Masekela is despondent about the local cultural scene, which he considers a replica of the vacuous US hip-hop scene, besotted with pomp and ostentation but bereft of substance.

‘It isn’t about music any more. It ended up with bling, diamond necklaces, vilifying women. Music was used to promote ignorance. The artists became caricatures.”

Closer to home, he argues that ‘when kwaito started it played an activist role. It was concerned with the quality of our lives. But now the youth sing along to nonsense: aye-ye aye-ye or tsiki tsiki yo,” he says laughing in disgust. ‘The elements that control the arts are not interested in anything but numbers. There is nothing wrong with unintelligible stuff but when the people in the industry try to kill off everything else —” his voice trails off in mid-sentence.

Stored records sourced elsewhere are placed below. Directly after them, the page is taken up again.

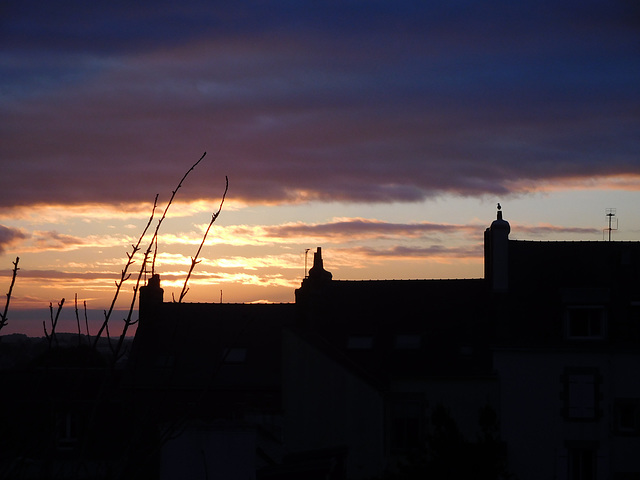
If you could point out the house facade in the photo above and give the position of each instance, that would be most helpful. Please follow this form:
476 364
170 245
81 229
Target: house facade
529 372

It’s easy to dismiss his concerns as the rantings of the old, whose familiar world has shifted, but there is clear danger in a culture frozen in adolescent frolickings. ‘If the whole world is kwaito or hip-hop then there is something wrong with that world.”

Phola is musically diverse. The influence of Masekela’s journeys on the continent are apparent in the resonant drum sound, his collaborations with Malawian guitarist Eric Paliani and Mozambican guitarist Jimmy Dludlu. The CD tackles global warming, hunger, disease and other ills. His trumpet blasts are belligerent and his vocals provocative, which makes it an accessible production.

I ask him if he thinks he has arrived. He says: ‘I was never interested in arriving anywhere. I don’t know where those stations are in life. There is no destination — I have lived my life and made my mistakes. You can’t have regrets when you can’t turn time back,” he says, wistfully, staring past me. ‘Everything happens for a reason.”